The closest Nic came to addressing critical theory was when he teased Richards with this:
“Critical theory, if it’s meant to describe a very specific type of literature – it’s very narrow. I think the ideas come from so many different places. Critical theory is not the critical sound that is produced in the art world.”
If this statement was merely Nic’s superficial dismissal of his interviewer, we might forgive and forget. After all, Richards is actually asking what is so important about critical theory for artists. But I think that Nic was attempting to deflect the question, by briefly alluding to the lesser important branch of critical theory as used on literary texts. Bourriaud’s own Relational Art takes its very germination, however, from the broader branch of critical theory espoused by the Frankfurt School and their view that their Marxist, political philosophy “ought” to integrate with the social sciences.(2)
And at this moment in the “interview” an interviewer worth our time might have jumped on that idea of “texts” and parried Nic with this:
“But haven’t we understood – certainly informed by the work of Derrida, Barthes and others – that artworks themselves are texts? Are you so naïve as to suggest that the art world produces only the “sound” of critical theory instead of the substance?”(3)

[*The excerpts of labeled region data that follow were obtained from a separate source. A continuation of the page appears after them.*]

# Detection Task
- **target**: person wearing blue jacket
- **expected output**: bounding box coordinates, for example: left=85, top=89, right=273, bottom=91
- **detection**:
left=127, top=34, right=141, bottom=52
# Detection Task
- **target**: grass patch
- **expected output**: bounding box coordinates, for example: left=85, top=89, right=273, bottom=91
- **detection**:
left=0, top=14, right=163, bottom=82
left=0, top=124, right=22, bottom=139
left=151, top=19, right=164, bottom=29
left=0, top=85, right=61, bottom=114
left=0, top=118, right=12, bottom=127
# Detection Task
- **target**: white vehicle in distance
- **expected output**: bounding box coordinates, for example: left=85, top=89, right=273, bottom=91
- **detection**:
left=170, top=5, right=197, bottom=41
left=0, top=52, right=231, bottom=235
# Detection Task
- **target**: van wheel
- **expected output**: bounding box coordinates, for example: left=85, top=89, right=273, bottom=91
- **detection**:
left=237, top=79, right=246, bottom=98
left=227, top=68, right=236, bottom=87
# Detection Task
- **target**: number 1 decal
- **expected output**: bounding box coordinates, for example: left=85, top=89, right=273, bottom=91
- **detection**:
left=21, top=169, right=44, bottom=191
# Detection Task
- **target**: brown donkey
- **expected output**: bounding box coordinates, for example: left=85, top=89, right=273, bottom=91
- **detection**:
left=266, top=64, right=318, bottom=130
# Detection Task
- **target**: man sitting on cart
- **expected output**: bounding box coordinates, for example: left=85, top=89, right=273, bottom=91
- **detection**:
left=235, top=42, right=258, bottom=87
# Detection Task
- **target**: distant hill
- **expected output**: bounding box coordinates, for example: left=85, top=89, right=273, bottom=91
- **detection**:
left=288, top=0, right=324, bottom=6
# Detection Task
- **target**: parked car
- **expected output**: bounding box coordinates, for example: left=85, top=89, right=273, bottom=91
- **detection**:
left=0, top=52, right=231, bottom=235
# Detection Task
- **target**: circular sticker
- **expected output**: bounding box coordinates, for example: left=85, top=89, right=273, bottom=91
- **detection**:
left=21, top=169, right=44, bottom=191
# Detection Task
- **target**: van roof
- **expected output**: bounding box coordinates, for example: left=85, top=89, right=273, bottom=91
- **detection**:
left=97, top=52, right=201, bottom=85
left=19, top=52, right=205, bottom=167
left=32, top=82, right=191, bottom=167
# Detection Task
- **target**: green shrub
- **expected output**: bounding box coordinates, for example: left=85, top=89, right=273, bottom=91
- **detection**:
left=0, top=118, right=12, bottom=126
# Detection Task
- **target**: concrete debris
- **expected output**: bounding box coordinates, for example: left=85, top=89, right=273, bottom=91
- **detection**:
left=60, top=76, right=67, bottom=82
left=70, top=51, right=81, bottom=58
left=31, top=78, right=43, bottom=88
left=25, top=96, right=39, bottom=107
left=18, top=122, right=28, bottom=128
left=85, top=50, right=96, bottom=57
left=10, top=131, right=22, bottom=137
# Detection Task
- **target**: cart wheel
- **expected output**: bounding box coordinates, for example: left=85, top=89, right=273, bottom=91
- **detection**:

To produce these texts, our artworks, the art experience that dear old Bourriaud championed nearly 20 years ago, one must constantly “position yourself in front of all the other artists, then all the artists of your times, and the critical voices of today and the past.” This is where Nic gets it right and his view meshes with one of the Core Mantras of my pedagogy: before you make a painting, do a performance or an installation, you need to familiarize yourself with the theory and practice of all that has come before.
Thankfully, you have the Internet and a smartphone; that's where most critical theory resides now. You’ll be a better artist for it, or at least a critically savvy one.
1. All quotes, unless otherwise noted, are taken from Glasstire’s“The One-Question Interview: What Nicolas Bourriaud Thinks Artists Should BeReading.”
2. Bourriaud defines Relational art as "a set of artistic practices which take as their theoretical and practical point of departure the whole of human relations and their social context, rather than an independent and private space." Relational Aesthetics, Dijon: Les presses du réel, 2002, p. 113.
3. Certainly in this interview Richards missed an opportunity to ask Bourriaud what he makes of Relational Aesthetics evolving into Social Practice Art in the last two decades.